Wer auf über zehntausend
kam, durfte sich als Mitglied einer Elite des Lebens fühlen.
Soweit war Dewey noch nicht. Aber zu den besseren Kreisen,
zu denen, die deutlich aus dem Durchschnitt hervorragten,
zu diesen durfte er sich schon zählen.
Die Frage nach dem richtigen
Leben war damit also endlich beantwortet: richtiges Leben
war das, was diese Liste bereicherte. Es war eine praktische
Weltsicht, genau das richtige Instrument für seine Lebensführung.
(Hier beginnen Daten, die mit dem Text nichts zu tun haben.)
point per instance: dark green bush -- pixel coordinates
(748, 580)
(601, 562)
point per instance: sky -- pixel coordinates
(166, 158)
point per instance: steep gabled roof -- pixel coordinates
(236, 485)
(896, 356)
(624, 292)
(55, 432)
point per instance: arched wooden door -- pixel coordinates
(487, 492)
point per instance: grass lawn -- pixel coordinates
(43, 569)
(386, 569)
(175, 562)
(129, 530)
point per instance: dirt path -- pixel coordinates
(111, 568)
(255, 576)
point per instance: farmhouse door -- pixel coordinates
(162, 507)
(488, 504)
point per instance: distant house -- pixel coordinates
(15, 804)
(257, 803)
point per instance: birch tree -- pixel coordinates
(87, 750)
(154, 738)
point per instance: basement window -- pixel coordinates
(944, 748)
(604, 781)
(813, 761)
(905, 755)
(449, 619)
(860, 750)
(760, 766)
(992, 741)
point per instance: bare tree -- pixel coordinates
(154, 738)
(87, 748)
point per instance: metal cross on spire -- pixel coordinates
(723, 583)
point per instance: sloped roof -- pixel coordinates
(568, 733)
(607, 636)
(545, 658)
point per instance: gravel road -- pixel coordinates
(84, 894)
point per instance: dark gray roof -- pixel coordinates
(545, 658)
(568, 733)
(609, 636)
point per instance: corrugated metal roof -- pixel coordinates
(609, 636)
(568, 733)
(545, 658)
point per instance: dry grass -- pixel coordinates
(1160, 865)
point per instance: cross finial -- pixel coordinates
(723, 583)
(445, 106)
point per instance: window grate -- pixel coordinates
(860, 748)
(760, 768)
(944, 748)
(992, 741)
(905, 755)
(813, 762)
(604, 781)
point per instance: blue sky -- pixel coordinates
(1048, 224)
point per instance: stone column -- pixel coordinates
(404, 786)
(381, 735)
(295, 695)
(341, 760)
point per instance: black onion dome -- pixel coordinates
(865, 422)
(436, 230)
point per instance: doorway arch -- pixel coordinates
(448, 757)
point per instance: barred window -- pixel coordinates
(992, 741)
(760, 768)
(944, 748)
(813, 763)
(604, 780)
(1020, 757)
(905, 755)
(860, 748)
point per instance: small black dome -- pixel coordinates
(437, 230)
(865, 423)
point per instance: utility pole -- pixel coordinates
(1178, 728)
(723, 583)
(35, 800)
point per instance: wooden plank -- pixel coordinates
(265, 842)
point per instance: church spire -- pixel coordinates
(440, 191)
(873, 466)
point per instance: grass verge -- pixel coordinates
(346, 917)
Sie verband so schön das, was als das richtige Leben
erkannt worden war, mit dem, wonach ihm die Laune stand. So
herrschte denn nun Übereinstimmung zwischen dem, was
man soll, und dem, was man tut (und was man auch täte,
wenn man es nicht sollte).
Dewey bereicherte seine Liste
mit Neuerwerbungen. Nur eines der Mädchen war es wert,
mehrmals angeeignet zu werden. Sie hieß Daisy und war
von zwerghaftem Wuchs. Sie war klein wie ein Kind, aber ihre
Beine waren Stampferchen, und sie hatte einen kurzen Hals.
Was Dewey mit ihr tat, war ihr
neu, denn sie war erst vor kurzem vom Land in die Stadt gekommen.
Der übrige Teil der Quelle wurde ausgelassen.